Value Stream Mapping for Manufacturing

This workshop can be run as a one-day introduction to Value stream mapping and improvement, or as a two to three-day practical workshop taking one of your value streams and identifying improvements and develop an implementation plan to be completed within a 90 day period.

We use the “Training to See” package developed by John Shook for Lean Enterprise Institute. Delegates will conduct a series of exercises so that they are able to translate how the tool can be used in their environment – be it high volume repetitive manufacturing or bespoke made to order products/services.


This workshop assumes you are familiar with basic lean terms and concepts as described in LeanThinking by Jim Womack and Dan Jones.

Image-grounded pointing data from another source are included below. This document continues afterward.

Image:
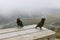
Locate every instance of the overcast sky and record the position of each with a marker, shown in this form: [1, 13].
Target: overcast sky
[27, 5]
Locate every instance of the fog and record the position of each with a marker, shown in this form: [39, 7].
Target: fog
[6, 6]
[11, 9]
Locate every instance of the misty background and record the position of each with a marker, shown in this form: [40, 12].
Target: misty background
[30, 12]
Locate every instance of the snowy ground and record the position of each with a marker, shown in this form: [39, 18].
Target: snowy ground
[27, 30]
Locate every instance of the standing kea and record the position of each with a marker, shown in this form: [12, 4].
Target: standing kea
[19, 23]
[41, 23]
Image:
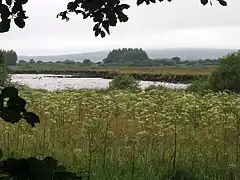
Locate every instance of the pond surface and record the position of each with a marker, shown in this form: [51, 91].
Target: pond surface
[43, 81]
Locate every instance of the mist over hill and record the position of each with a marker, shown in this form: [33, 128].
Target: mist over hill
[184, 54]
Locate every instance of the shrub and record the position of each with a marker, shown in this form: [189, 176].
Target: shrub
[4, 76]
[124, 82]
[199, 85]
[227, 76]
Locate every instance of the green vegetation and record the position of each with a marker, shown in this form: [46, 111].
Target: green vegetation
[224, 78]
[4, 76]
[124, 82]
[11, 57]
[123, 135]
[105, 13]
[227, 76]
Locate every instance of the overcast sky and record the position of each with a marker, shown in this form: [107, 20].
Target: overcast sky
[178, 24]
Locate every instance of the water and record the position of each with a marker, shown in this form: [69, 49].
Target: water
[40, 81]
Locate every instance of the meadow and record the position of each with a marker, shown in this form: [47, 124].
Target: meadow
[156, 134]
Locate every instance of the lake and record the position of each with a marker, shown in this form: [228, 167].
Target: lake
[43, 81]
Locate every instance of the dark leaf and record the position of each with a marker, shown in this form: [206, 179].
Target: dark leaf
[98, 17]
[97, 32]
[124, 6]
[103, 34]
[22, 1]
[147, 2]
[139, 2]
[5, 25]
[9, 2]
[9, 115]
[112, 20]
[222, 2]
[31, 118]
[22, 15]
[1, 154]
[1, 103]
[9, 92]
[86, 15]
[4, 11]
[19, 22]
[96, 26]
[204, 2]
[72, 6]
[78, 11]
[16, 8]
[105, 25]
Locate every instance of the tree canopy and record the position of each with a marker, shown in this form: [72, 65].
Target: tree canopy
[124, 55]
[105, 13]
[11, 57]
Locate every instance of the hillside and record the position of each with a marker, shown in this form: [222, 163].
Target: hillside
[185, 54]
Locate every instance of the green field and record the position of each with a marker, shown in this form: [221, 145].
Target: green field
[125, 136]
[161, 69]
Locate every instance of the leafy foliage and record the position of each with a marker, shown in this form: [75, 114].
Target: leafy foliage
[12, 107]
[105, 13]
[27, 168]
[124, 82]
[4, 77]
[12, 9]
[11, 57]
[227, 76]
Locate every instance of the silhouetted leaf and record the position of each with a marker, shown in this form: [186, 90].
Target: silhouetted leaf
[139, 2]
[222, 2]
[124, 6]
[31, 118]
[9, 92]
[98, 17]
[5, 25]
[19, 22]
[96, 26]
[9, 2]
[4, 11]
[1, 154]
[97, 32]
[204, 2]
[16, 8]
[22, 1]
[105, 25]
[1, 103]
[103, 34]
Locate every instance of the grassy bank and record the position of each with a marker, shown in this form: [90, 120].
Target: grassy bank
[126, 136]
[110, 74]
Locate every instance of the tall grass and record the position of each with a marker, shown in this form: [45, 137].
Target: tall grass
[156, 134]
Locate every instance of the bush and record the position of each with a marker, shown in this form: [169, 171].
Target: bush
[227, 76]
[124, 82]
[4, 76]
[199, 85]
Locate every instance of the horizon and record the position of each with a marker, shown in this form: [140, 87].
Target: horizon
[152, 49]
[155, 26]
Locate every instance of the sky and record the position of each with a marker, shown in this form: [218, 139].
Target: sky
[176, 24]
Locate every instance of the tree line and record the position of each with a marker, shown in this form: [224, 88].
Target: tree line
[10, 56]
[131, 57]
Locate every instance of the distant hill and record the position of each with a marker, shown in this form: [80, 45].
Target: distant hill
[184, 54]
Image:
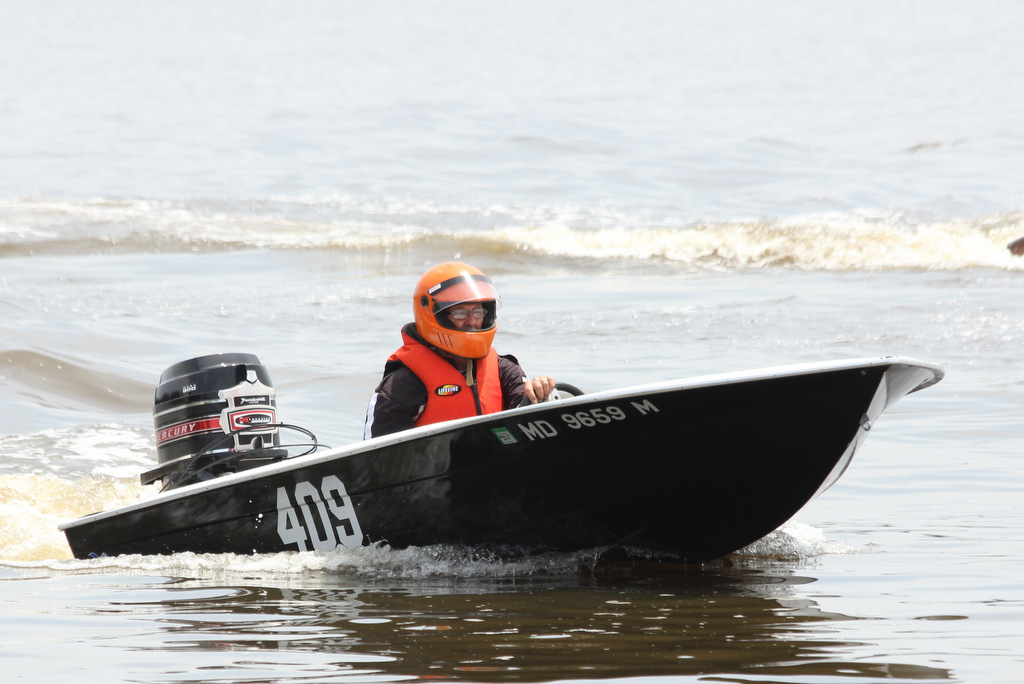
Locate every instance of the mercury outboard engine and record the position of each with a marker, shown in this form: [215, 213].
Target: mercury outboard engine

For maximum benefit, we strongly recommend that you read Learning to See by Mike Rother and John Shook to develop a value stream perspective before attending the workshop. Both books can be ordered from Lean Enterprise Australia at its bookstore.


Value-stream maps are the blueprints for lean transformations. This workshop shows you how to make and apply this fundamental and critical tool, based on the Lean Enterprise Institute’s groundbreaking value-stream mapping workbook, Learning to See, which has introduced the mapping tool to thousands of your colleagues around the world.

The value-stream map is a paper-and-pencil representation of every process in the material and information flow, along with key data. It differs significantly from tools such as process mapping or layout diagrams because it includes information flow as well as material flow.

Mapping is a critical initial step in lean conversions because it shows you where you could apply lean techniques, such as kaizen events, for maximum effect. Mapping helps you avoid the common mistake of cherry-picking individual lean techniques, which creates isolated islands of improvement and limited benefits. The mapping cycle of mapping current conditions then quickly drawing and implementing a leaner future state improves the overall flow of value to the customer and delivers the biggest benefits.


Through instruction, discussions, group activities, and hands-on exercises, this workshop will show you how to see the value, differentiate value from waste, and eliminate the sources of waste by creating accurate current-state maps and leaner future-state maps for a product family. You’ll also develop plans for implementing the future state. Mapping helps you:

  • Establish a direction for the company’s improvement efforts — maps become the blueprints for the lean transformation.
  • Target kaizen activities for bigger and more sustainable impact.
  • Gain a better understanding of the linkages between material and information flow.
  • Visualize improvements to the overall production flow, instead of spot improvements to single processes.
  • Create the basis for an effective lean implementation plan by designing how a facility’s door-to-door material and information flow could operate.
  • Give operators, engineers, and managers a common language and process for continuous improvement.

Course Outline:

This workshop will sharpen your “eyes for waste” and “eyes for flow.” Using a manufacturing case study you’ll learn how to identify a product family, how to see the entire value stream for a particular product family, how to map the value stream to identify and eliminate waste, what makes a value stream lean, and how to develop a plan to achieve results. Workshop topics include:

  • Value-stream improvement vs. process improvement
  • Exercise: Drawing a current-state map
  • What is a lean flow?
  • Individual efficiency vs. system efficiency
  • Build to supermarket or to shipping?
  • Continuous flow processing
  • Scheduling one point
  • Designing a lean flow
  • Exercise: Drawing a future-state map
  • How to create a plan for implementing the future state
  • Value Stream Maps in a non-manufacturing setting

Who Should Attend:

Those who would benefit from attending this workshop include:

  • Operators, engineers, managers, supervisors, technical support personnel and change agents
  • Any industry with multi-step processes
  • Organizations at any level of a lean journey, particularly (though not exclusively) those just beginning

Learning Objectives:

At the end of the workshop you should be able to:

  • Understand and explain to others the benefits of value-stream mapping.
  • Draw a current state map.
  • Identify major lean concepts.
  • Draw a future state map.
  • Develop a basic implementation plan.